Into the 9th inning comes Boston’s closer Jonathan Papelbon. Stat-trackers point out that Boston this year, even with its epic September collapse, had been 77-0 and when leading after eight innings. Papelbon gets two dangerous Orioles, Adam Jones and Mark Reynolds, on swinging strikeouts. The average team with a one-run lead and two outs in the 9th inning wins 95 percent of the time. Papelbon goes ahead of Chris Davis, no great hitter, and needs only one more strike to assure the Red Sox of at least one more day of baseball.
Instead, Davis doubles to center. Almost simultaneously, the Yankees’ Jorge Posada hits a ground ball to Longoria. Greg Golson, the Yankees runner at third, breaks the wrong way and gets tagged out by Longoria.
Me (11:54:36): Hahaha.
Peter (11:54:37): YES.
Me (11:54:40): Niiice.
Me (11:54:52): Longo.
Peter (11:55:05): O’s too.
Me (11:55:08): Yeah.
Then the crazy happens, turning a fantastic night of baseball into one of the most memorable ever.
At 11:59 ET, Nolan Reimold of the Orioles follows up Davis’s double with one of his own. Papelbon has blown the save. And he’s still in trouble, with Robert Andino batting and a runner on second. Andino had, just two days earlier, destroyed the Red Sox’s one-game lead in the Wild Card with an 8th-inning inside-the-park home run. At two minutes past midnight, he makes them pay again, looping a fading line drive to left that Red Sox outfielder Carl Crawford JUST can’t quite catch. As Reimold rounds third, Crawford — a first-year Red Sox who had previously played his entire career for Tampa Bay — comes up with a desperation throw towards home plate.
It’s not enough. Reimold scores the winning run and the game ends.
As Orioles pour out of the dugout in celebration, Red Sox players look on in disbelief. But their season’s not done yet — if the Yankees, the hated enemies of the Red Sox, can just pull out a win over the Rays.
Evan Longoria isn’t going to let it happen.
At 12:05 a.m. ET, he ropes a pitch from the Yankees’ Scott Proctor just fair down the left field line, over the fence for a game-winning home run.
Me (12:05:59): GONE
Me (12:06:02): GOODBYE
Peter (12:06:02): You have got to be kidding me.
Me (12:06:10): EVAN
In ten minutes, the Red Sox have gone from one strike away from victory to elimination, completing perhaps the most epic collapse of any baseball team, ever. (Even more than my own star-crossed Cubbies in 1969.) Moreover, it was the second time they had been a strike from salvation, after the Yankees went to two strikes on Dan Johnson in the bottom of the 9th in Tampa.
Four baseball games. Everything on the line. Great plays, clutch hitting, key strikeouts, ferocious rallies and agonizing failure. All unfolding at the same time on a single screen in front of me.
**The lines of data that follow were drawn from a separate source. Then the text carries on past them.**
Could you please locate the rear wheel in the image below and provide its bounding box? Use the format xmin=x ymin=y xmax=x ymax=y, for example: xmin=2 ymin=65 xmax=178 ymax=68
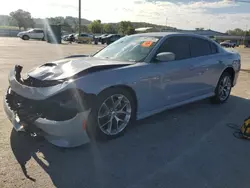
xmin=87 ymin=88 xmax=135 ymax=139
xmin=212 ymin=72 xmax=233 ymax=104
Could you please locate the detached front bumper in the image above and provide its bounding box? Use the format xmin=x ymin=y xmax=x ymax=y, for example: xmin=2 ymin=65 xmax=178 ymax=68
xmin=3 ymin=65 xmax=94 ymax=147
xmin=4 ymin=91 xmax=90 ymax=147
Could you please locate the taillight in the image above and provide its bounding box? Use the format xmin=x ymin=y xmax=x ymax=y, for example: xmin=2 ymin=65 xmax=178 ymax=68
xmin=233 ymin=59 xmax=241 ymax=71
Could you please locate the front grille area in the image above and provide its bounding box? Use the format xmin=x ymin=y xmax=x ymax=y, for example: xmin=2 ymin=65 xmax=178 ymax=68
xmin=22 ymin=77 xmax=63 ymax=87
xmin=6 ymin=90 xmax=77 ymax=123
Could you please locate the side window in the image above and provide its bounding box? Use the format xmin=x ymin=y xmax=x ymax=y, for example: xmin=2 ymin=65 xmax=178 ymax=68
xmin=157 ymin=36 xmax=190 ymax=60
xmin=190 ymin=37 xmax=212 ymax=57
xmin=34 ymin=30 xmax=43 ymax=33
xmin=210 ymin=42 xmax=218 ymax=54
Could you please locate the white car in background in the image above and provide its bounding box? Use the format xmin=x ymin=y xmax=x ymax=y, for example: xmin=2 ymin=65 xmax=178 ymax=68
xmin=17 ymin=29 xmax=45 ymax=40
xmin=220 ymin=41 xmax=236 ymax=48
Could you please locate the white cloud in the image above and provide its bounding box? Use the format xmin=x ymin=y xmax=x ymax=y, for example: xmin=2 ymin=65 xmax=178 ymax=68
xmin=0 ymin=0 xmax=250 ymax=31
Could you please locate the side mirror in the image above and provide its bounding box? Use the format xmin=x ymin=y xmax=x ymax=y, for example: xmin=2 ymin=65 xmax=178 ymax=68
xmin=155 ymin=52 xmax=175 ymax=61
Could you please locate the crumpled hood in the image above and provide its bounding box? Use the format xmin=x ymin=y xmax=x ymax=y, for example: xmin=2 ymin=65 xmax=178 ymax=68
xmin=28 ymin=57 xmax=135 ymax=80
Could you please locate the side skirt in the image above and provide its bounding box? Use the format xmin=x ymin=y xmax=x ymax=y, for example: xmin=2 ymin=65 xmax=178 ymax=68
xmin=136 ymin=92 xmax=214 ymax=120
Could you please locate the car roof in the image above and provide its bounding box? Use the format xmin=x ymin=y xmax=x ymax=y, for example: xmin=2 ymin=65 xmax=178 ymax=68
xmin=134 ymin=32 xmax=212 ymax=39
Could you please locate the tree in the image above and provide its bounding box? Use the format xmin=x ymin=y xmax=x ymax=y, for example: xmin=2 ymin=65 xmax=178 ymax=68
xmin=125 ymin=26 xmax=135 ymax=35
xmin=227 ymin=28 xmax=248 ymax=36
xmin=195 ymin=27 xmax=204 ymax=31
xmin=48 ymin=16 xmax=65 ymax=25
xmin=103 ymin=24 xmax=117 ymax=34
xmin=88 ymin=20 xmax=102 ymax=33
xmin=119 ymin=21 xmax=135 ymax=35
xmin=10 ymin=9 xmax=35 ymax=30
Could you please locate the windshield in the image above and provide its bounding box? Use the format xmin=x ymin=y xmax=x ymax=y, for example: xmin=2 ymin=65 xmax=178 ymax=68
xmin=94 ymin=36 xmax=160 ymax=61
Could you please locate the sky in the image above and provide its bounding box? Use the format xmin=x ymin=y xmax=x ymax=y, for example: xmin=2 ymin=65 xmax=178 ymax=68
xmin=0 ymin=0 xmax=250 ymax=32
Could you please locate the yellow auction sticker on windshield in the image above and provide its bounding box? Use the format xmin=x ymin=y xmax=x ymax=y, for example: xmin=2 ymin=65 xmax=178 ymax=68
xmin=141 ymin=41 xmax=153 ymax=48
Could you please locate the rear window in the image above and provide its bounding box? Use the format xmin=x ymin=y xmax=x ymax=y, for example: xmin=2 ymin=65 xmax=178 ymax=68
xmin=190 ymin=37 xmax=216 ymax=57
xmin=157 ymin=36 xmax=190 ymax=60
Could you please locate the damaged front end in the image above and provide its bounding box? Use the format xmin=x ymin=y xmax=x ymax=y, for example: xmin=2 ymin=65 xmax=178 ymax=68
xmin=4 ymin=65 xmax=95 ymax=147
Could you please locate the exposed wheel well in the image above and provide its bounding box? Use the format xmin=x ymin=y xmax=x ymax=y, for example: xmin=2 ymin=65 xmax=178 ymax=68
xmin=222 ymin=67 xmax=235 ymax=84
xmin=98 ymin=85 xmax=138 ymax=112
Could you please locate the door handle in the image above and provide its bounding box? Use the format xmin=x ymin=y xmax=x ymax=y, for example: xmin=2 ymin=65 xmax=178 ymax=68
xmin=189 ymin=66 xmax=195 ymax=70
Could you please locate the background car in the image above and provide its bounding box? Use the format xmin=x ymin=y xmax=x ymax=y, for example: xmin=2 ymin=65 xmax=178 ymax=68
xmin=62 ymin=33 xmax=75 ymax=42
xmin=101 ymin=34 xmax=122 ymax=45
xmin=75 ymin=33 xmax=93 ymax=44
xmin=17 ymin=29 xmax=45 ymax=40
xmin=4 ymin=32 xmax=241 ymax=147
xmin=220 ymin=41 xmax=236 ymax=48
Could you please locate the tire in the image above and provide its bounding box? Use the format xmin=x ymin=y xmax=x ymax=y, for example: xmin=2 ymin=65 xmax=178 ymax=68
xmin=87 ymin=88 xmax=136 ymax=140
xmin=22 ymin=35 xmax=30 ymax=40
xmin=211 ymin=72 xmax=233 ymax=104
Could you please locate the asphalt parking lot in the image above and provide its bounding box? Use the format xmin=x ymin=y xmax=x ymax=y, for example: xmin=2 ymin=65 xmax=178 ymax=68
xmin=0 ymin=38 xmax=250 ymax=188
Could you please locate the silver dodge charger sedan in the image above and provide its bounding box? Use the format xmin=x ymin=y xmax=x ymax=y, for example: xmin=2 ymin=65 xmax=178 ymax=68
xmin=4 ymin=32 xmax=241 ymax=147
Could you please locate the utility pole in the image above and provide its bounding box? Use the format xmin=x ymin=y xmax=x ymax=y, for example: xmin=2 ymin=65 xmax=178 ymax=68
xmin=79 ymin=0 xmax=82 ymax=36
xmin=166 ymin=17 xmax=168 ymax=30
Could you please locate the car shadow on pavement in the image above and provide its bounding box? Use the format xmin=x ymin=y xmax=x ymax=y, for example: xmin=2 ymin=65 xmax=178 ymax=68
xmin=11 ymin=96 xmax=250 ymax=188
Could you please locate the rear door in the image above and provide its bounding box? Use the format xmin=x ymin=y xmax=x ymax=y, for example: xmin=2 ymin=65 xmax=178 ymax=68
xmin=158 ymin=36 xmax=206 ymax=104
xmin=145 ymin=36 xmax=203 ymax=108
xmin=190 ymin=37 xmax=223 ymax=96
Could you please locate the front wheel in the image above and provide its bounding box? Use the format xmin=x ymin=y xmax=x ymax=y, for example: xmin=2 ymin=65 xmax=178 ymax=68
xmin=212 ymin=72 xmax=233 ymax=104
xmin=87 ymin=88 xmax=135 ymax=139
xmin=22 ymin=35 xmax=30 ymax=40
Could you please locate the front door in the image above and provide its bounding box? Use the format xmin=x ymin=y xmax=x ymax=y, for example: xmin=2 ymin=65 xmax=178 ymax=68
xmin=153 ymin=36 xmax=203 ymax=105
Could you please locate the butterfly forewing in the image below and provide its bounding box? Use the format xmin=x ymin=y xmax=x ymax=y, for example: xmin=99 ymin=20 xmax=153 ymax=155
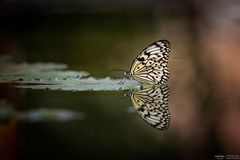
xmin=131 ymin=85 xmax=170 ymax=130
xmin=130 ymin=40 xmax=171 ymax=84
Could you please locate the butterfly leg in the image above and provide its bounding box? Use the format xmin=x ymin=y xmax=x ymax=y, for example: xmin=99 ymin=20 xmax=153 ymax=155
xmin=118 ymin=78 xmax=126 ymax=85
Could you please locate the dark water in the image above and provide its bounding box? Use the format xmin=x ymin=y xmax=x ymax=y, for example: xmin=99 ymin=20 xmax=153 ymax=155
xmin=0 ymin=1 xmax=240 ymax=160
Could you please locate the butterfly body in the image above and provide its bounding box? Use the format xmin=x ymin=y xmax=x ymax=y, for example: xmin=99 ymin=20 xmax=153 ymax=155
xmin=124 ymin=40 xmax=171 ymax=85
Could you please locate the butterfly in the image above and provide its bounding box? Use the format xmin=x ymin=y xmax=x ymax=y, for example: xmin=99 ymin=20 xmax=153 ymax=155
xmin=124 ymin=40 xmax=171 ymax=85
xmin=129 ymin=85 xmax=171 ymax=130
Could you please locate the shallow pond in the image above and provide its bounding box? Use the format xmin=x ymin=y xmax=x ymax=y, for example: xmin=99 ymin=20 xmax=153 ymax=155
xmin=0 ymin=2 xmax=240 ymax=160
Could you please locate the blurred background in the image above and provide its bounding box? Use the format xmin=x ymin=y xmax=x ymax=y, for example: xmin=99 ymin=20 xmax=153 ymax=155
xmin=0 ymin=0 xmax=240 ymax=160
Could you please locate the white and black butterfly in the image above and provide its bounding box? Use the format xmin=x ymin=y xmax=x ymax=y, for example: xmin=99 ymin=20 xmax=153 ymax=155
xmin=124 ymin=40 xmax=171 ymax=85
xmin=130 ymin=85 xmax=171 ymax=130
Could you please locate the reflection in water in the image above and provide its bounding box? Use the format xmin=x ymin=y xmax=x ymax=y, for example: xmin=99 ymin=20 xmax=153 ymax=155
xmin=130 ymin=85 xmax=170 ymax=130
xmin=0 ymin=99 xmax=85 ymax=125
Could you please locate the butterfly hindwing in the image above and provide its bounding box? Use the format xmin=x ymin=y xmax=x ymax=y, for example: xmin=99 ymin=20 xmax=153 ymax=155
xmin=130 ymin=40 xmax=171 ymax=84
xmin=131 ymin=85 xmax=170 ymax=130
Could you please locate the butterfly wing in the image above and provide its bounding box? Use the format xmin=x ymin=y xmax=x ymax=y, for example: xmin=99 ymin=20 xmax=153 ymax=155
xmin=130 ymin=40 xmax=171 ymax=84
xmin=131 ymin=85 xmax=170 ymax=130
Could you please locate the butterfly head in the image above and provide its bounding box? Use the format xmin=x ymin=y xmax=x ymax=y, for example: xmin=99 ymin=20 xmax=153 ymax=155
xmin=124 ymin=71 xmax=132 ymax=79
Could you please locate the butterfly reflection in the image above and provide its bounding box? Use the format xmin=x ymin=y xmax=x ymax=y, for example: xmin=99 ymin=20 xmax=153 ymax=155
xmin=129 ymin=85 xmax=171 ymax=130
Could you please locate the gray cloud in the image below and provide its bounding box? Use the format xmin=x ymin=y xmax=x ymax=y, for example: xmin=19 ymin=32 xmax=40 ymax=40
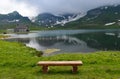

While I was hoping the Cardinals, my Cubs’ longtime rivals, wouldn’t make the playoffs (and so by default cheering for the Braves), I was also cheering for the Rays. So this whole smorgasbord of baseball was not only exciting but had a happy ending.
This game I love doesn’t get any better than that.
(References: Timeline of Wednesday’s games, play-by-play of the Red Sox, Rays, Braves and Cardinals games, season-ending baseball standings.)